Mexican diplomat Eduardo Pérez Motta, chairman of
the TRIPS negotiations, commented that the delegations representing the
WTO member states "need time to take stock of the situation and to
consult in capitals."
As a result, the chances for an agreement
facilitating poor nations' access to medications depends on the WTO
General Council, the institution's maximum body when the ministerial
conferences are not meeting. The Council is scheduled to meet Dec 10-12
in Geneva.
In a declaration issued by the ministerial conference
held last year in Doha, the Qatar capital, the WTO established health as
a priority over trade and resolved that the mechanisms for exporting
low-cost pharmaceuticals to poor countries should be resolved by the end
of 2002.
Negotiations took place throughout the year to
determine how countries of the developing South with their own
pharmaceutical industries could supply other poor countries with the
medications necessary to fight HIV/AIDS, malaria, tuberculosis and other
epidemic diseases.
In early November, just when an agreement on the
issue seemed imminent, hurdles emerged because the countries home to the
big transnational drug companies -- such as the United States and
Switzerland -- filed objections that went so far as to question the Doha
Declaration's take on trade and health.
Three non-governmental organisations, Oxfam
International (based in Britain), Consumer Project on Technology (United
States), and the Malaysia-based Third World Network are blaming
industrialised countries for the failure of the talks.
The United States, Japan, Canada, European Union and
Switzerland demand that any solution to the problem of access to
medications should be limited to those needed for only a few infectious
diseases, complain the three NGOs. Some of these wealthy countries also
attempted to exclude from the agreement vaccinations, medical equipment
and even simple first-aid kits destined for poor countries that cannot
manufacture these items themselves.
The three organisations charge that the position
taken by the industrialised countries was "dictated by the
ambitions of the big pharmaceutical companies."
Another demand from the North seeks to divide the
developing world into different categories for the application of the
pharmaceutical access policies.
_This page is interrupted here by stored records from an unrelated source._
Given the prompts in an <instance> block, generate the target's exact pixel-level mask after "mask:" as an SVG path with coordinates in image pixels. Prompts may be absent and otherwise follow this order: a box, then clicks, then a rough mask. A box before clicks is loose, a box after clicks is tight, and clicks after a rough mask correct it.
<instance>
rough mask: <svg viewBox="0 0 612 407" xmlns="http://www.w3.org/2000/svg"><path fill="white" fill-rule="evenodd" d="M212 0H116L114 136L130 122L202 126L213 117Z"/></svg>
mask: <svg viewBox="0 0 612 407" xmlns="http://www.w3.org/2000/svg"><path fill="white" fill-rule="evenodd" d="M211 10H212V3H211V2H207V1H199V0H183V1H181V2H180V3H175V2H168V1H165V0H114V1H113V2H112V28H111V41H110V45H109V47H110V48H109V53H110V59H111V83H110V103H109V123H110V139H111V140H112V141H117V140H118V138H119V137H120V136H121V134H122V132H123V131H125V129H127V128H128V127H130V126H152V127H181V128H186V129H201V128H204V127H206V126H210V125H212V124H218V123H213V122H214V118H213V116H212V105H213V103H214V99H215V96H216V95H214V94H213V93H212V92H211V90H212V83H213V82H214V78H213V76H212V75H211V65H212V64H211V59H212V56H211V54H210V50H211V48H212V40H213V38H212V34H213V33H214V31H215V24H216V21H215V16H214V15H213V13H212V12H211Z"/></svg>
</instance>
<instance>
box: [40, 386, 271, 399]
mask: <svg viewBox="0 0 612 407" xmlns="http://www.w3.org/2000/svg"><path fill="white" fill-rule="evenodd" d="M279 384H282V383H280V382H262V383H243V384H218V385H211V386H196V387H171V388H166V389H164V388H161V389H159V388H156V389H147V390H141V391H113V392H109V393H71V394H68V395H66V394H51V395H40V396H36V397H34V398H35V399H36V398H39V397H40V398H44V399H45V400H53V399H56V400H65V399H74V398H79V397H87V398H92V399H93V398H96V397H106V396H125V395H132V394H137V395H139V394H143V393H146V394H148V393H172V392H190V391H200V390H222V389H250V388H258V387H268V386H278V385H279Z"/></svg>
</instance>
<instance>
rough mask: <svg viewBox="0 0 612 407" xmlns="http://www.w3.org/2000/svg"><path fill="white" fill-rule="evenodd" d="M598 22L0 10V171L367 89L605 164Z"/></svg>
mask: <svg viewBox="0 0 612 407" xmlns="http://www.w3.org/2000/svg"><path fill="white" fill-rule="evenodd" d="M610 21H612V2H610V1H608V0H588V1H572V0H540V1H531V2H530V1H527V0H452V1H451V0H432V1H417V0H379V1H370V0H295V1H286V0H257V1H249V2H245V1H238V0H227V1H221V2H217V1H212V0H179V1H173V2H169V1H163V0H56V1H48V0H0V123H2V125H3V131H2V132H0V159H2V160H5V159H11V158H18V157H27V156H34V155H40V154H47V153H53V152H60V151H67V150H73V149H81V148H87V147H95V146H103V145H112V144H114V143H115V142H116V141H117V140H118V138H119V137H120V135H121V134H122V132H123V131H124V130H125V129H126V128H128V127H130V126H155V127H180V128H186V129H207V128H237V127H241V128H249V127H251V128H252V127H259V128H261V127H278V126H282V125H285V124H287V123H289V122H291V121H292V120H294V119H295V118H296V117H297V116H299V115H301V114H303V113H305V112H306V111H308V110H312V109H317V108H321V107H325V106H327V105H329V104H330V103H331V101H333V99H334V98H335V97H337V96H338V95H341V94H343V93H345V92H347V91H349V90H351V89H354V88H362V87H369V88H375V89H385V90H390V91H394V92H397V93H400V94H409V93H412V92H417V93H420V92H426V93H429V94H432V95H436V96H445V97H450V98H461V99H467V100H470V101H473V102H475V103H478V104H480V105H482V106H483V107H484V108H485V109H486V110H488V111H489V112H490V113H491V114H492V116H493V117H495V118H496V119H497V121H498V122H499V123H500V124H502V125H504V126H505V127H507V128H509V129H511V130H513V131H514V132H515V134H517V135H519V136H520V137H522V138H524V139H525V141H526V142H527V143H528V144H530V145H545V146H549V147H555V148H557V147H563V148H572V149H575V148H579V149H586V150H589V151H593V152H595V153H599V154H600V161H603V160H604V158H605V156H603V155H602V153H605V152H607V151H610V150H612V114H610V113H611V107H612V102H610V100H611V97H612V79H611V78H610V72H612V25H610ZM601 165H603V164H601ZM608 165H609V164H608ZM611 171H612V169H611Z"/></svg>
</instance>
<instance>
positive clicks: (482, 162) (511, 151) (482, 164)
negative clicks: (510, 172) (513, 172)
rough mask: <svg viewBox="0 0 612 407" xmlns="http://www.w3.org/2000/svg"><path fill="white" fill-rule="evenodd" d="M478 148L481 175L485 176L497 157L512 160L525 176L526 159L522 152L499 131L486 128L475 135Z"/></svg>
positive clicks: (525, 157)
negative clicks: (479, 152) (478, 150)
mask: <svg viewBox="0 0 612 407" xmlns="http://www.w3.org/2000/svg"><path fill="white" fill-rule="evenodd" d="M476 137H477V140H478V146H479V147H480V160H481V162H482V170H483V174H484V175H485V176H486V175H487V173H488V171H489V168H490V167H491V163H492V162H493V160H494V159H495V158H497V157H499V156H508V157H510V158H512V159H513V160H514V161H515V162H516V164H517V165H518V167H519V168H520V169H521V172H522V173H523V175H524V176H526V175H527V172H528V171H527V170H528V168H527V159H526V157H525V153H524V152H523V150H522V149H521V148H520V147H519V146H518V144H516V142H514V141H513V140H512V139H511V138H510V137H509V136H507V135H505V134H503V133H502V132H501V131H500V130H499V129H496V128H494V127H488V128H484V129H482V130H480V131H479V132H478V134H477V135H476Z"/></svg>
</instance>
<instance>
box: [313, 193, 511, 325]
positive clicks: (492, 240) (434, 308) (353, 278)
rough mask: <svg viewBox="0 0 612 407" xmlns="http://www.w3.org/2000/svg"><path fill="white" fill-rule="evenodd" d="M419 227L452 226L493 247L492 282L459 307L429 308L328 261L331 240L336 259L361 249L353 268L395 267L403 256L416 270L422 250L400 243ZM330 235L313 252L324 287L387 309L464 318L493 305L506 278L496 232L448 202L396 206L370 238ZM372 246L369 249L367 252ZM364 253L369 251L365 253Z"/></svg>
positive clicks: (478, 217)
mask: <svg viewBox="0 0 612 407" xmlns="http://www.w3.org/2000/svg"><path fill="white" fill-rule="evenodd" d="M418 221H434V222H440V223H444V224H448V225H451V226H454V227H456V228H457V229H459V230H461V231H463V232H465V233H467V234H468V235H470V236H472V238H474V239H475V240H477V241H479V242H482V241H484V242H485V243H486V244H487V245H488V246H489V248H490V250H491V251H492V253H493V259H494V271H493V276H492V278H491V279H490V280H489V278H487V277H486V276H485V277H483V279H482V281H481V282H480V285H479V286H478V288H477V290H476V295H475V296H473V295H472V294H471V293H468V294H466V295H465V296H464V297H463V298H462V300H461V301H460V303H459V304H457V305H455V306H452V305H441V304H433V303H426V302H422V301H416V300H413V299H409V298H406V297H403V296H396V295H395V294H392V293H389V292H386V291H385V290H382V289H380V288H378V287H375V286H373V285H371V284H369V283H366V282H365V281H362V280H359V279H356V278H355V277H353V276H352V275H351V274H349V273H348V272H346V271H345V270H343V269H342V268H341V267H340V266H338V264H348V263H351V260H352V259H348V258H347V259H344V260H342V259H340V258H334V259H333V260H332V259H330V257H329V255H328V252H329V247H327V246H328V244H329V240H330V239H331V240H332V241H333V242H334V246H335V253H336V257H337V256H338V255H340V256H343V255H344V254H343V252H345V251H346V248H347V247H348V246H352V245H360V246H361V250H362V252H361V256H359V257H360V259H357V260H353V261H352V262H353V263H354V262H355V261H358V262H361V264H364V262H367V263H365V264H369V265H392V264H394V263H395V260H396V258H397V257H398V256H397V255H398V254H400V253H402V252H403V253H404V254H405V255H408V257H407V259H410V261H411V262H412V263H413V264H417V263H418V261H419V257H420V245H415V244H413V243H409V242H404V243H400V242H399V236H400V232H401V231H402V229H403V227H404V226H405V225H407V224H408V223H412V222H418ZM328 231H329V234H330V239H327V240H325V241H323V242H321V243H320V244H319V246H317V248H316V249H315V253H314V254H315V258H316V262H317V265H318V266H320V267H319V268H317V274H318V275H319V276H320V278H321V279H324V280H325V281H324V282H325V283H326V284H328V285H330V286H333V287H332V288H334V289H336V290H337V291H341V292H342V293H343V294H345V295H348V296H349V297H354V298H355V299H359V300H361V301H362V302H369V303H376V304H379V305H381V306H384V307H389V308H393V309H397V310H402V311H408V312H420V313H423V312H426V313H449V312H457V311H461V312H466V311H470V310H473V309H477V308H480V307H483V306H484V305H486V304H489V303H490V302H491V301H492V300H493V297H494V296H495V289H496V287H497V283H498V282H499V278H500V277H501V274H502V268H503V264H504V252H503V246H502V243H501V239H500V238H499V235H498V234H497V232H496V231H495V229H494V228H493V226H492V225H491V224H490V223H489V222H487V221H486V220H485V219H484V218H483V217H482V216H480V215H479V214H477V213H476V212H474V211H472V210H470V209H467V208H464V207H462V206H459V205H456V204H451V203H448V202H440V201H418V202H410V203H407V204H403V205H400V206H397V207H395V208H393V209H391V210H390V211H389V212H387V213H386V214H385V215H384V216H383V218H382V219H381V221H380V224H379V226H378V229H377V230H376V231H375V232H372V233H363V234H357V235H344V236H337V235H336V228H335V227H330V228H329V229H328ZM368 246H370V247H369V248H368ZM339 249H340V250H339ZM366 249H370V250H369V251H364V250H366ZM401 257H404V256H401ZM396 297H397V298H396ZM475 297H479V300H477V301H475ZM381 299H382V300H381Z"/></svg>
But Argentine negotiator Alfredo
Chiaradia stressed that the Doha Declaration does not establish any sort
of distinction between developing nations.
The African delegations to the WTO agreed that the
negotiations had turned "disappointing and frustrating", and
that it is unlikely that Africa will be able to resolve its severe
public health problems, particularly HIV/AIDS, through this channel.
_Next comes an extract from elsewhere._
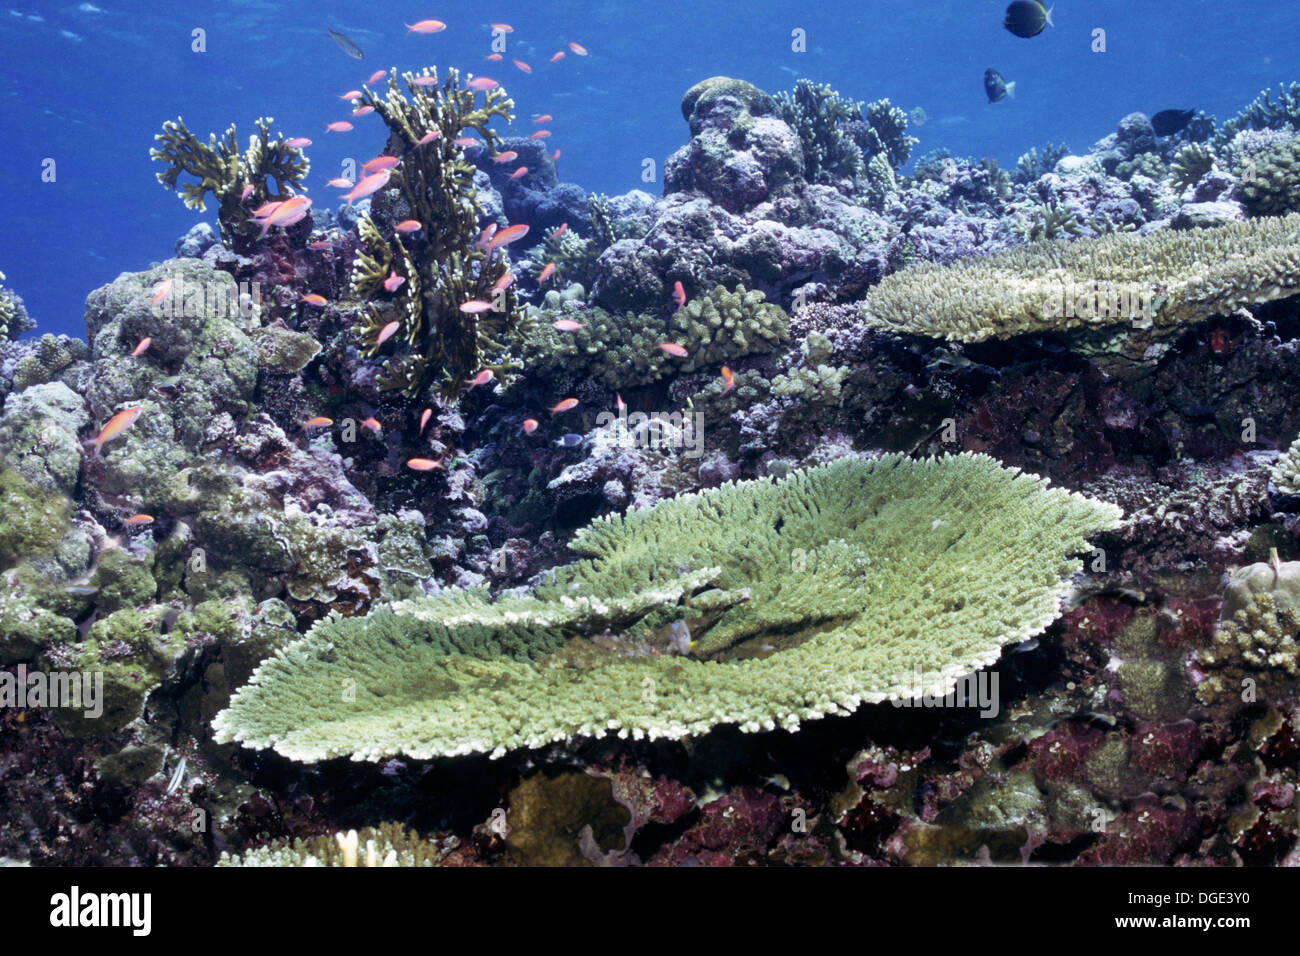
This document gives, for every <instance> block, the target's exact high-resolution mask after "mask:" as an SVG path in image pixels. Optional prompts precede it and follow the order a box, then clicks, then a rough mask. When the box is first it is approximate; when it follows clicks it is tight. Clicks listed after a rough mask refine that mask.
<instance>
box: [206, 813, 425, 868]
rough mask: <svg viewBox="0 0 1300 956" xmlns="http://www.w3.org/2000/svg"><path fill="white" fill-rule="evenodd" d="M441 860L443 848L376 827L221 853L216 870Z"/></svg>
mask: <svg viewBox="0 0 1300 956" xmlns="http://www.w3.org/2000/svg"><path fill="white" fill-rule="evenodd" d="M443 856H446V849H445V848H442V847H439V845H438V844H437V843H434V842H433V840H426V839H424V838H422V836H420V835H419V834H416V832H415V831H412V830H407V829H406V827H403V826H402V825H400V823H380V826H377V827H364V829H363V830H360V832H359V831H356V830H348V831H347V832H346V834H343V832H338V834H334V835H333V836H317V838H315V839H311V840H294V842H292V843H291V844H287V845H278V847H274V845H273V847H257V848H255V849H250V851H247V852H244V853H238V855H233V853H229V852H225V851H222V853H221V858H220V860H218V861H217V866H437V865H438V861H439V860H441V858H442V857H443Z"/></svg>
Africa's stance has the backing of the rest of the developing world.
Brazil, which along with India pushed the issue of
access to low-cost medication through the WTO ministerial conference in
Doha, threw its support behind Africa. Brazilian representative Antonio
de Aguiar Patriota stressed that "at this moment Brazil is entirely
behind the Africans," adding that a period for reflection might be
best given the current circumstances of the WTO talks.
Aguiar Patriota commented that the negotiations
suffered a setback in recent weeks that had cast doubt over the Doha
Declaration's Paragraph 6, which consecrates that health comes before
trade.
There are proposals on the table that would limit the
diseases covered by the agreement and would introduce conditions for
defining who the beneficiaries would be, said the Brazilian diplomat.
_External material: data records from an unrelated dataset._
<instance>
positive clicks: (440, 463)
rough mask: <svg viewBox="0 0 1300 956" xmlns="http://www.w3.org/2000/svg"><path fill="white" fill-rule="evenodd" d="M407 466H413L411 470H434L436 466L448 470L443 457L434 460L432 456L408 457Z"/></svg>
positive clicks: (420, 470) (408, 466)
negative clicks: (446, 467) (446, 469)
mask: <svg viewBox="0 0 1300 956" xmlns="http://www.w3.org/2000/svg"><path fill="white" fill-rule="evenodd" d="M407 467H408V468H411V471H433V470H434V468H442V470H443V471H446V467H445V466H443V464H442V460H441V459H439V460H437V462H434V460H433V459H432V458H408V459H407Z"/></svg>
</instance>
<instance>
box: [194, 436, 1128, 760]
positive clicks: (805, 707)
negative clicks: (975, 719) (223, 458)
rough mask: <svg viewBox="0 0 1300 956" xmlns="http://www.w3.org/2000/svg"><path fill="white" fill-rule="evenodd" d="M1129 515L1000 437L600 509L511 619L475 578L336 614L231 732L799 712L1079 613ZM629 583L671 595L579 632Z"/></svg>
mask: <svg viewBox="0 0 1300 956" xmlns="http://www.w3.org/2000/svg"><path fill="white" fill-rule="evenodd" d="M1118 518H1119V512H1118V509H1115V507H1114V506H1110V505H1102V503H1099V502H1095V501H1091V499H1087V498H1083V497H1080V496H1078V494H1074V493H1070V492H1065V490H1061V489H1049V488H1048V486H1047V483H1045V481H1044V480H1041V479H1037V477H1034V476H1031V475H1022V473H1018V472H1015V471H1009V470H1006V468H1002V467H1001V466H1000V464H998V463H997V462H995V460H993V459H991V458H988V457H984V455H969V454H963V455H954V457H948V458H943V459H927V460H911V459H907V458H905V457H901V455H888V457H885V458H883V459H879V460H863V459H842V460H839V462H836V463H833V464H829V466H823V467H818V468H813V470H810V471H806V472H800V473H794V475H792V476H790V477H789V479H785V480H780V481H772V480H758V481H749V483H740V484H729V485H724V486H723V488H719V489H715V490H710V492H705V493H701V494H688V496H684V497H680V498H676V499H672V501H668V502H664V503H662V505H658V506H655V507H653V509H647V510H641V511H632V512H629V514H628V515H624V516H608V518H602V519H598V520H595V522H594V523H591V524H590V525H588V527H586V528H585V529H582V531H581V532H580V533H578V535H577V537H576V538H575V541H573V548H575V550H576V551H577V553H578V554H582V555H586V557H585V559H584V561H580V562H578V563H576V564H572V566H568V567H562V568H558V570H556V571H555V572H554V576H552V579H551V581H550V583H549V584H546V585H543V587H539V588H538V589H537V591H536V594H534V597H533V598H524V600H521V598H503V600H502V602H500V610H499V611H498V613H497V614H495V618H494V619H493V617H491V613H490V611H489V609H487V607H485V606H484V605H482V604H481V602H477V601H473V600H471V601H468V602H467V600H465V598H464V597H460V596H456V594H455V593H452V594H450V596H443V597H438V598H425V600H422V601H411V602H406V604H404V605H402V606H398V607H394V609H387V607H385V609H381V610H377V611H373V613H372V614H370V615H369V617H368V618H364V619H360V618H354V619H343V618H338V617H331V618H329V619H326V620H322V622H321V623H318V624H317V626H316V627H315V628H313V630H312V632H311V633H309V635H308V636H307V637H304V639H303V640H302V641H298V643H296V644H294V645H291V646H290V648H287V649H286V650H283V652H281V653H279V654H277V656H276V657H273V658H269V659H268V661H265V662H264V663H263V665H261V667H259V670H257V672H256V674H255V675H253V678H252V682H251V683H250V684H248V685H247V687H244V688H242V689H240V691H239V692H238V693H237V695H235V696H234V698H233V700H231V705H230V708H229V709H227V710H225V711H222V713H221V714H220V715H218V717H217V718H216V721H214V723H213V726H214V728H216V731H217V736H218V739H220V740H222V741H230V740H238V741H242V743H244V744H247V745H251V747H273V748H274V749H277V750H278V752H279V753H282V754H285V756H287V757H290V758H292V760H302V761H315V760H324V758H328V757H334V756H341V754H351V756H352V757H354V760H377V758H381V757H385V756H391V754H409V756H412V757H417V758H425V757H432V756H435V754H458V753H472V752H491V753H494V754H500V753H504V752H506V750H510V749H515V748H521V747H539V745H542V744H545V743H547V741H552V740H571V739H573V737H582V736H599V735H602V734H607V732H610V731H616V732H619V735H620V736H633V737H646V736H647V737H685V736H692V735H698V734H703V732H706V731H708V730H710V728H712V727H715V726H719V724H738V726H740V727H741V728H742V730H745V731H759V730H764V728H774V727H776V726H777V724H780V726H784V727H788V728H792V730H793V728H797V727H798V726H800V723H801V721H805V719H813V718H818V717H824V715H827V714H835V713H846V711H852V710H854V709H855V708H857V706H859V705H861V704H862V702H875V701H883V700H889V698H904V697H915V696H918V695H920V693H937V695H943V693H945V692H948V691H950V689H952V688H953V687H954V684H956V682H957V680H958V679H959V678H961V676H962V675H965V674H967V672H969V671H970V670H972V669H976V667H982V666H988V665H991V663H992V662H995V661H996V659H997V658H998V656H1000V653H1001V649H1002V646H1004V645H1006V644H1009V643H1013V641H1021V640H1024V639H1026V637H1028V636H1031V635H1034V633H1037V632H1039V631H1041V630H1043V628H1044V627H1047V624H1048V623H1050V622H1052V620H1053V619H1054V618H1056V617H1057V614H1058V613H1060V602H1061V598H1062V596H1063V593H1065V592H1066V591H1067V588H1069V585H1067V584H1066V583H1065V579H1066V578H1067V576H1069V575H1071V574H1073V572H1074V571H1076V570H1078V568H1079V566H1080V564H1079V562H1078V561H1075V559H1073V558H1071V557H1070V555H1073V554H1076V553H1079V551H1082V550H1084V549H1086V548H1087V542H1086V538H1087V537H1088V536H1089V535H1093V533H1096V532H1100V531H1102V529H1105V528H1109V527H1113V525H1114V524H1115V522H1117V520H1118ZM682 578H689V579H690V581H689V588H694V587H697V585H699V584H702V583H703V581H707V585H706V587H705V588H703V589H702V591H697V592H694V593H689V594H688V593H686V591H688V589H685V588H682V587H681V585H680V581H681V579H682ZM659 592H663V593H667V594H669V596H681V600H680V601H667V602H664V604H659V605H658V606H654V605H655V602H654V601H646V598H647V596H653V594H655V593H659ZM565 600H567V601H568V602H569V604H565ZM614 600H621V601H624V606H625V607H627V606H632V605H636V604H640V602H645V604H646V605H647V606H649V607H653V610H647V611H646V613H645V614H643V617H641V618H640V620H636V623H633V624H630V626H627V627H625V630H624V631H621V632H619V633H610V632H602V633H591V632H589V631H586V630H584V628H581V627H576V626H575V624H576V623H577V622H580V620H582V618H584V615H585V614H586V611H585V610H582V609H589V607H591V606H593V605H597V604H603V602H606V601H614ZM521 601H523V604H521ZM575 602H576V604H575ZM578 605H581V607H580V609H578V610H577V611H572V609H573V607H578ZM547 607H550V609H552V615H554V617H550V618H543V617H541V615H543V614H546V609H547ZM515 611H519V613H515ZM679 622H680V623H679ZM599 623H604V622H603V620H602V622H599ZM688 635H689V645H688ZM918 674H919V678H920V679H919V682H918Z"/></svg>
Such demands from the industrialised countries "hardly seem
justifiable," he said.
Oxfam International's Celine Charveriat said her
organisation was "happy to see that developing countries have stood
firm in the face of U.S. attempts to rewrite the Doha Declaration."
Despite the setbacks, she expressed hope that "we can still reach
an effective solution before the end of the year so people have access
to drugs and that their right to health is respected."
Meanwhile, the U.S. representative, Linnet F. Deily,
asserted that her country is "committed to supporting poor
countries in having access to drugs to fight epidemics."